Даниил Андреев писал, что русский человек может упасть ниже всех, но и подняться выше всех. Чем больше колебаний, обертонов, тем звук сочнее. Вот русская душа – она самая сочная
– В последнее время я стараюсь смотреть на жизнь не сиюминутно и даже не в масштабе столетия, а глобально, в размере больших цивилизационных этапов. В этом смысле я и процитировал Штайнера. У него есть своя теория о том, что есть несколько "сверхнаций", которые имеют свою душу: есть европейская душа, а есть отличная от нее русская душа, и он к субстанции русской души относился с благоговением, считая, что она божественна. Даниил Андреев писал, что русский человек может упасть ниже всех, но и подняться выше всех. Чем больше колебаний, обертонов, тем звук сочнее. Вот русская душа – она самая сочная. Видимо, Штайнер (а вместе с ним и другие философы) ощущал эту "обертоновость", возможность вобрать в себя всё в диапазоне от низости падения до высот духа. Когда эта высота будет необходима, русский человек туда придет. В Европе много замечательных людей разных национальностей, я с ними много общался, но души такого масштаба и объема, как русская, я не встречал. На что и уповаю. Европа начинала с мрачного средневековья, а теперь? И Россия еще скажет свое слово.
– В вашей биографии есть любопытный факт: после окончания Ленинградской консерватории вы преподавали в музыкальном училище в Пскове, а потом даже в поселковой музыкальной школе в Гатчинском районе Ленинградской области. После отделения композиции консерватории в музыкальную школу – как такое возможно?
– Я вообще самоучка. Мой отец, военный врач, служил на Черном море, потом на Дальнем Востоке – там, в Совгавани, в тайге, мы провели десять лет. Там я научился играть на маленьком трофейном аккордеоне, потом отца перевели в Балтийск – на другой конец страны. Когда я понял, что музыка дело серьезное, закончил Калининградское музыкальное училище по классу аккордеона, потом освоил и фортепиано. По уровню подготовки я тогда еще не был готов к консерватории, потому что рос на задворках империи, а вот Смелков, Белимов, с которыми мы потом учились, – они все жили в Ленинграде, с детства получили мощное образование, у меня этого не было. (С другой стороны, я сохранил индивидуальность: делаю что хочу и никогда не шел в русле каких-то направлений и стилей.) Поэтому я сначала поступил в Ленинградский институт культуры, и на третьем курсе, почувствовав, что готов, поступил в консерваторию, и последний год учился и там, и там. Но в институте сказали: ты должен отработать. Поэтому я поехал в Псков, где тогда жили родители.

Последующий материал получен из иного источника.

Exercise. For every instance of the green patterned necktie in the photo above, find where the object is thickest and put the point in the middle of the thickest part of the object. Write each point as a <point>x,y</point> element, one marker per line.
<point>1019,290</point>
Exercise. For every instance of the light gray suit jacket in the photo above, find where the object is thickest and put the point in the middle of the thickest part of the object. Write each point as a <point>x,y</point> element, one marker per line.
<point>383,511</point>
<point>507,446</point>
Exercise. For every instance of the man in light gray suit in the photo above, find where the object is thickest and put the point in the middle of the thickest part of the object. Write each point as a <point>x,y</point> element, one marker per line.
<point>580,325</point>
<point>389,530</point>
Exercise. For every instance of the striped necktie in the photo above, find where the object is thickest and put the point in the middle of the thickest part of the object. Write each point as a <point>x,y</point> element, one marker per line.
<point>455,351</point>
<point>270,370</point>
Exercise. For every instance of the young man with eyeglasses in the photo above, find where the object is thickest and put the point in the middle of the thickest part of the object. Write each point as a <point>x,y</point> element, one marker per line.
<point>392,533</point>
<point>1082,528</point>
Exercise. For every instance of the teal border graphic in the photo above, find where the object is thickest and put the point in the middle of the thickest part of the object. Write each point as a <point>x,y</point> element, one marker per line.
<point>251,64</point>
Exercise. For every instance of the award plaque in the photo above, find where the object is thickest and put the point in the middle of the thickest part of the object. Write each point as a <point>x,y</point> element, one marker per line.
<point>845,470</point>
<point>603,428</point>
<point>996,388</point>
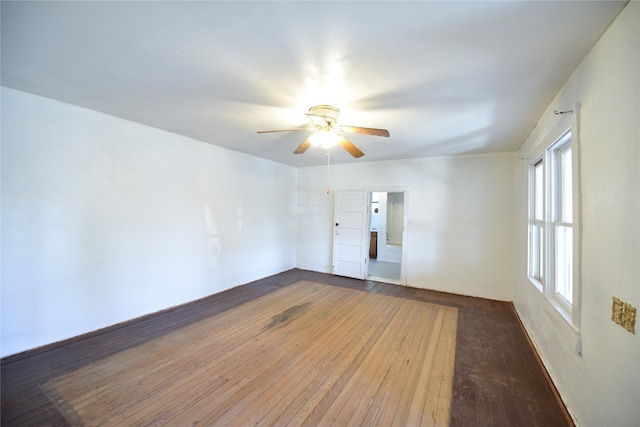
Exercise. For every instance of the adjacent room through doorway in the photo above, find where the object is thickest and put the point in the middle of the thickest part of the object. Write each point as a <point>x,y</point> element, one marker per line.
<point>386,236</point>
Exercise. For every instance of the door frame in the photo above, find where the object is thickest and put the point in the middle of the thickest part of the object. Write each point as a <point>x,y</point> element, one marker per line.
<point>395,189</point>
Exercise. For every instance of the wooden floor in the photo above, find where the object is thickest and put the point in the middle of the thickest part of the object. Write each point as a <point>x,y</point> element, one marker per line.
<point>497,379</point>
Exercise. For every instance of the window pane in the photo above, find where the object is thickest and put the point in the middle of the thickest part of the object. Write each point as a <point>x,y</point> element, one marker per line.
<point>566,205</point>
<point>564,262</point>
<point>538,188</point>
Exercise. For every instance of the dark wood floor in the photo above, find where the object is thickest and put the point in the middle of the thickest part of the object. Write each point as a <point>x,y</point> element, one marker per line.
<point>498,380</point>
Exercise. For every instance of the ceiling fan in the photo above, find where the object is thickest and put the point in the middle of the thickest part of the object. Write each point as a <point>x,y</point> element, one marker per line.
<point>324,123</point>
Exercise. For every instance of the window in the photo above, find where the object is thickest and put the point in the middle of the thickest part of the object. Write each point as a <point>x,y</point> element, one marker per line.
<point>551,242</point>
<point>536,222</point>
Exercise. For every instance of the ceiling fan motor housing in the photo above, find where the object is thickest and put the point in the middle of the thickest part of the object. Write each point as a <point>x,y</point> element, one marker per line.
<point>327,113</point>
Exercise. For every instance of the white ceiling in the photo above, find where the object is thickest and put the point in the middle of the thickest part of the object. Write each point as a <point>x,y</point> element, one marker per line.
<point>444,77</point>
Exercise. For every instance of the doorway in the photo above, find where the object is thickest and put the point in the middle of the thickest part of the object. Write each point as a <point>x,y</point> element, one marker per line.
<point>386,228</point>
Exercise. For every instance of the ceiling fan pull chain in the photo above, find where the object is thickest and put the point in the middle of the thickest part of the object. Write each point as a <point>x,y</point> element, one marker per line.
<point>328,176</point>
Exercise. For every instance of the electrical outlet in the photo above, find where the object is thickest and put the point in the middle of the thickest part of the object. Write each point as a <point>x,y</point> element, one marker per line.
<point>616,311</point>
<point>624,314</point>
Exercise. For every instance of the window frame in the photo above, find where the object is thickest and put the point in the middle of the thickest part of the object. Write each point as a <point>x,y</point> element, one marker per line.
<point>547,282</point>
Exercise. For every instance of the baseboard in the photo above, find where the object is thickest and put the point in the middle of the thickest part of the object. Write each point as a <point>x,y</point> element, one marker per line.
<point>545,372</point>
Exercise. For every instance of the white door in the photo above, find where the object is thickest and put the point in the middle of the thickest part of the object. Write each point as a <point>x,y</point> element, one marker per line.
<point>350,238</point>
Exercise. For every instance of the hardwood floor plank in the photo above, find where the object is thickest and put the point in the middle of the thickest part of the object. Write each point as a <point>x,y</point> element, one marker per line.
<point>296,375</point>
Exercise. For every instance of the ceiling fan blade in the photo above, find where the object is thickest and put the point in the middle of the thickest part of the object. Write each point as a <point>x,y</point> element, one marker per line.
<point>283,130</point>
<point>365,131</point>
<point>303,147</point>
<point>351,149</point>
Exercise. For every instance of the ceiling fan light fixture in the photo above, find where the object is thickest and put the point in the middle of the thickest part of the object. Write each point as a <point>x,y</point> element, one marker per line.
<point>324,139</point>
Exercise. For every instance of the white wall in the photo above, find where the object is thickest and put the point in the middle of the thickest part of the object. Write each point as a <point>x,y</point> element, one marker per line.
<point>601,387</point>
<point>104,220</point>
<point>460,219</point>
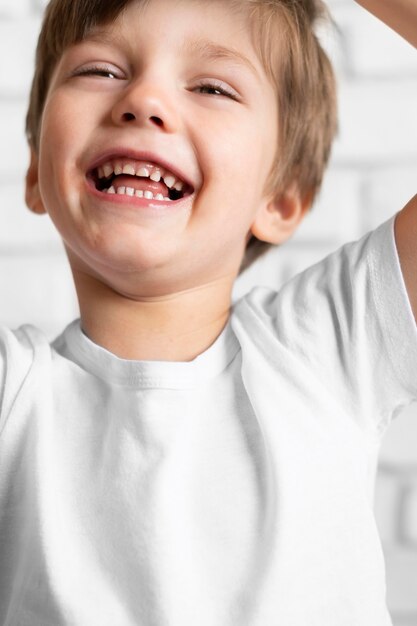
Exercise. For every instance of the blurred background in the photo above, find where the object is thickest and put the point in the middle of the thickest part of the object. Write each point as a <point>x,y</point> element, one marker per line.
<point>372,175</point>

По окончании консерватории вернулся в Гатчину, в которой родился: во мне началось какое-то брожение, уже тогда захотелось уединения. Поэтому я выбрал музыкальную школу. Я знаю, что я странный человек, но – захотелось дать простым ребятам то, что знаю сам. Мне нравилось общаться с детьми, среди них попадались талантливые: мы занимались композицией, я даже целый учебник написал по теории (он и сейчас есть, только не издан). Лет пять, наверное, я там проработал до переезда в Питер. В то время меня стали много привлекать к работе в театре, потому что моя музыка – мелодичная, не "абстрактная", я всегда писал сердцем, и режиссерам это нравилось. Днем я писал для театра, ночью для себя, поэтому педагогику пришлось оставить.

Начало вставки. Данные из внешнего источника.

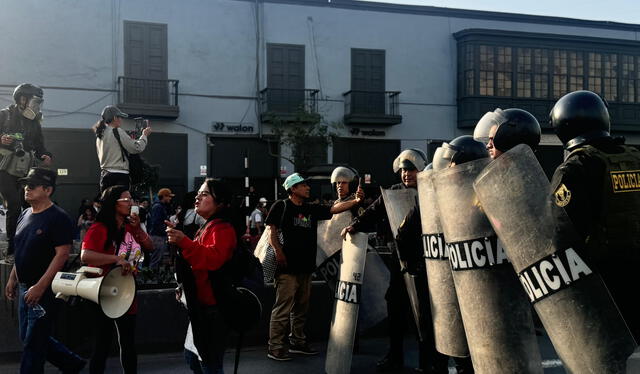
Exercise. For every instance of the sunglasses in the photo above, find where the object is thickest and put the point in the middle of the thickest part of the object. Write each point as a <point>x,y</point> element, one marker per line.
<point>33,186</point>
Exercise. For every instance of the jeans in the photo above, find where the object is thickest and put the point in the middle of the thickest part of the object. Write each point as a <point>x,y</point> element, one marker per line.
<point>293,292</point>
<point>125,327</point>
<point>35,329</point>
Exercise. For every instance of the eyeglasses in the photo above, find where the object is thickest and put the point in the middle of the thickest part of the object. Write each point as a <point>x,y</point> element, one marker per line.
<point>33,186</point>
<point>203,194</point>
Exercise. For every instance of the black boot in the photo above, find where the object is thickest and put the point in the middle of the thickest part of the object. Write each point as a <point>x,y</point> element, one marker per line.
<point>390,362</point>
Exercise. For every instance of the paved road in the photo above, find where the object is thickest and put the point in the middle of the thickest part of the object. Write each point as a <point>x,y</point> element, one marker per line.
<point>254,360</point>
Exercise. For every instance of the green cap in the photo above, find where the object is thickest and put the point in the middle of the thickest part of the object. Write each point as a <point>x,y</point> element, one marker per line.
<point>292,180</point>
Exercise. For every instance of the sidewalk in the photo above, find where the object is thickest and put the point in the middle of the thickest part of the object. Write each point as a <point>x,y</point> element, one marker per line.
<point>254,360</point>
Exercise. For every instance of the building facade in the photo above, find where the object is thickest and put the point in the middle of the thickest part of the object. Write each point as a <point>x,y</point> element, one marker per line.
<point>215,76</point>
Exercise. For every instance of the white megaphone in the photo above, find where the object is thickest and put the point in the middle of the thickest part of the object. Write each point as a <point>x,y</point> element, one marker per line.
<point>114,292</point>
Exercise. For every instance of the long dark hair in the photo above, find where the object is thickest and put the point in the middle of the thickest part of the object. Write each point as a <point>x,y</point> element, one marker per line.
<point>107,215</point>
<point>222,195</point>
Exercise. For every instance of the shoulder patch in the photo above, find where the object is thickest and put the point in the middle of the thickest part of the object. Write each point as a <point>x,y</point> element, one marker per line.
<point>562,195</point>
<point>625,181</point>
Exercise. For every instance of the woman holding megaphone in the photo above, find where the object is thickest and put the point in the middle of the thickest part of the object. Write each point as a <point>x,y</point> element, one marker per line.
<point>116,239</point>
<point>212,246</point>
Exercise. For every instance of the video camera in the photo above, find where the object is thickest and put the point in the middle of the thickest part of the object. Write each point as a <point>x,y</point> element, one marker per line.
<point>141,124</point>
<point>18,147</point>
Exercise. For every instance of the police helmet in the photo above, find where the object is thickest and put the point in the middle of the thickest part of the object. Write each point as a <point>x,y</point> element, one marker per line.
<point>28,90</point>
<point>343,174</point>
<point>578,117</point>
<point>513,126</point>
<point>412,158</point>
<point>463,149</point>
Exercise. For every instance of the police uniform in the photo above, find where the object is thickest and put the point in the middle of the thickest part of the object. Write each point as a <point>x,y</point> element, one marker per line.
<point>398,304</point>
<point>598,186</point>
<point>11,122</point>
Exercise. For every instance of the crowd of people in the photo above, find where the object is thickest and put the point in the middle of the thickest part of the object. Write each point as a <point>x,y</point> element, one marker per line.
<point>593,203</point>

– В последнее время ежегодный музыкальный фестиваль в Ульяновске, который всегда назывался "ленинским", принято к чему-то приурочивать: к юбилею Гончарова, Карамзина, Великой Победы. Очередной фестиваль посвящен столетию революции, которую теперь называют Великой Российской. Как вам такая идея – приурочить музыку к политике и истории?
– Мы живем в эпоху перемен, все наслоилось. Я жил при советской власти, потом она закончилась, наступил капитализм. Я изучал период распада Римской империи, и мне кажется, что переход в новое состояние человечества всегда так происходит: одно накладывается на другое, соединяется, смешивается. Я это воспринимаю как факт, мне как музыканту и композитору это не мешает.